RecipesHong KongHong Kong Style Sweet and Sour Pork Ribs (咕嚕肉)

Hong Kong Style Sweet and Sour Pork Ribs (咕嚕肉)

Tender, crispy fried pork ribs coated in a vibrant, tangy, and slightly sweet sauce, a beloved classic in Hong Kong cuisine.

Prep Time20 minutes
Cook Time25 minutes
Total Time45 minutes
Servings4
DifficultyMedium
Hong Kong Style Sweet and Sour Pork Ribs (咕嚕肉) - Hong Kong traditional dish

🧂 Ingredients

  • 500 g Pork ribs(cut into bite-sized pieces)
  • 100 g Cornstarch(for coating)
  • 1 large Egg
  • 1 tbsp Shaoxing wine
  • 1 tbsp Soy sauce
  • 1/2 tsp Salt
  • 1/4 tsp White pepper
  • for frying Vegetable oil
  • 150 g Pineapple chunks
  • 1/2 Green bell pepper(cut into chunks)
  • 1/2 Red bell pepper(cut into chunks)
  • 1/2 Onion(cut into chunks)
  • 4 tbsp Ketchup
  • 3 tbsp Rice vinegar
  • 3 tbsp Sugar
  • 3 tbsp Water
  • 1 tbsp Cornstarch slurry(1 tsp cornstarch mixed with 2 tsp water)

👨‍🍳 Instructions

  1. 1

    Marinate the pork ribs with Shaoxing wine, soy sauce, salt, and white pepper for at least 15 minutes.

    ⏱️ 15 minutes
  2. 2

    In a bowl, whisk the egg and then add it to the marinated pork. Mix well to coat.

    💡 Tip: Ensure the pork is evenly coated with the egg mixture.
  3. 3

    Dredge the pork pieces in cornstarch, ensuring each piece is well-coated. Shake off excess.

    💡 Tip: Double-coating can result in extra crispiness.
  4. 4

    Heat about 2 inches of vegetable oil in a wok or deep pot to 170°C (340°F).
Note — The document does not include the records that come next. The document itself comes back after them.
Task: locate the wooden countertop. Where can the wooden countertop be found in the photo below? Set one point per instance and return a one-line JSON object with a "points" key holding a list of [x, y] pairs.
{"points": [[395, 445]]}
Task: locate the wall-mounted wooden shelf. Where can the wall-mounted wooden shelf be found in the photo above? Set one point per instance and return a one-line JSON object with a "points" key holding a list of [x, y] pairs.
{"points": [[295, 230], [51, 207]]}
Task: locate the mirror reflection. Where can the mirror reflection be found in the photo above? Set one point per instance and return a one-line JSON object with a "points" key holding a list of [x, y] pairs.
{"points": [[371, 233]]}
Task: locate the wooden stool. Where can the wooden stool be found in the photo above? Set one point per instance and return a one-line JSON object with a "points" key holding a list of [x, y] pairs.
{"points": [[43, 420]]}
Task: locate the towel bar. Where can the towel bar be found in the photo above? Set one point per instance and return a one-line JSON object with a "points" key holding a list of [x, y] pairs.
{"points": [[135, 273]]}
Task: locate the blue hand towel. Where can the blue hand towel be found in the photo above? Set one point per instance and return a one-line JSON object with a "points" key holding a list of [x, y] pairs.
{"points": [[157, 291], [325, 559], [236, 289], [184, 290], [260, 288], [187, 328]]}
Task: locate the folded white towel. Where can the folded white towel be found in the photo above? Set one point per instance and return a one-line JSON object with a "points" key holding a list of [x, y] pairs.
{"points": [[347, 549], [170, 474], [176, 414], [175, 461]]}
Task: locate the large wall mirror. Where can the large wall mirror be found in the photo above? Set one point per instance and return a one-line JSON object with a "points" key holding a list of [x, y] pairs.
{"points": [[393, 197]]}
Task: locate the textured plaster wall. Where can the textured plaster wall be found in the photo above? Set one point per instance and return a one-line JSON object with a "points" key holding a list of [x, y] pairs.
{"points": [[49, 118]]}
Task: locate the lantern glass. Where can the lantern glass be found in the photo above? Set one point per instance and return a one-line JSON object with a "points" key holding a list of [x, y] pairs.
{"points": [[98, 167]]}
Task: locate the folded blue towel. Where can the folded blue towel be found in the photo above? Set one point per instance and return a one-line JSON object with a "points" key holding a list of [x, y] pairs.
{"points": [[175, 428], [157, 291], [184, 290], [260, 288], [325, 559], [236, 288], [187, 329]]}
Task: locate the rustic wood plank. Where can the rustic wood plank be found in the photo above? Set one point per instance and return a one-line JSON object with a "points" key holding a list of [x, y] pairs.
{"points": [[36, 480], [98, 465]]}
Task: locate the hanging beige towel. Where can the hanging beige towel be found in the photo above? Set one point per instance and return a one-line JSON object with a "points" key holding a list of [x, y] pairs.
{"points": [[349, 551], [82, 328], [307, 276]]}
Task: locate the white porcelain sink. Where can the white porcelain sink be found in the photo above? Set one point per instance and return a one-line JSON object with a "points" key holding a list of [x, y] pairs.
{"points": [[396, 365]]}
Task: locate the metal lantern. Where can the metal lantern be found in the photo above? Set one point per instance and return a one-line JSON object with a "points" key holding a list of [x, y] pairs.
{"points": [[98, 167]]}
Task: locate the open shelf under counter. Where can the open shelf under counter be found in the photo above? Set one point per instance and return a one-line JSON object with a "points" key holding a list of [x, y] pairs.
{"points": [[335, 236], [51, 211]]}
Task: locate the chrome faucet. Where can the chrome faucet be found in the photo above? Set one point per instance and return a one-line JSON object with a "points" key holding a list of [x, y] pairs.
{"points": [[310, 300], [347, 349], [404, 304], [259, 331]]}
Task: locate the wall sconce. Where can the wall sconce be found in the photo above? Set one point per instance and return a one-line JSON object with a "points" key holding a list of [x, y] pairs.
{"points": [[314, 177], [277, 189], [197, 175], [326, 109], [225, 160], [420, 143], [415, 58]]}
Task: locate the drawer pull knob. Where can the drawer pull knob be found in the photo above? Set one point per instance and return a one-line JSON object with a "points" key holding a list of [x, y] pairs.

Fry the pork ribs in batches until golden brown and cooked through.

    ⏱️ 5-7 minutes per batch
    💡 Tip: Do not overcrowd the wok, as this will lower the oil temperature and result in greasy pork.
  5. 5

    Remove the fried pork ribs and drain on paper towels. Set aside.

    💡 Tip: You can re-fry the ribs for a second time for extra crispiness.
  6. 6

    In a clean wok or pan, stir-fry the pineapple chunks, bell peppers, and onion until slightly softened.

    ⏱️ 2-3 minutes
  7. 7

    In a small bowl, whisk together ketchup, rice vinegar, sugar, and water for the sauce.

    💡 Tip: Adjust sugar and vinegar to your preferred sweetness and tanginess.
  8. 8

    Pour the sauce mixture into the wok with the vegetables. Bring to a simmer.

    ⏱️ 1 minute
  9. 9

    Add the cornstarch slurry to thicken the sauce. Stir until the sauce coats the back of a spoon.

    ⏱️ 30 seconds
  10. 10

    Return the fried pork ribs to the wok and toss quickly to coat them evenly with the sweet and sour sauce.

    ⏱️ 1 minute
    💡 Tip: Toss quickly to maintain the crispiness of the pork.
  11. 11

    Serve immediately.

    💡 Tip: Best served hot with steamed rice.

💡 Pro Tips

  • Ensure the oil is at the correct temperature for frying to achieve crispy ribs.
  • Adjust the sauce ingredients to suit your taste preferences for sweetness and sourness.
  • Using fresh pineapple will add a more authentic flavor.

🔄 Variations

  • Add a splash of chili sauce to the sweet and sour sauce for a spicy kick.
  • Substitute pork ribs with chicken thigh or firm tofu for a different protein.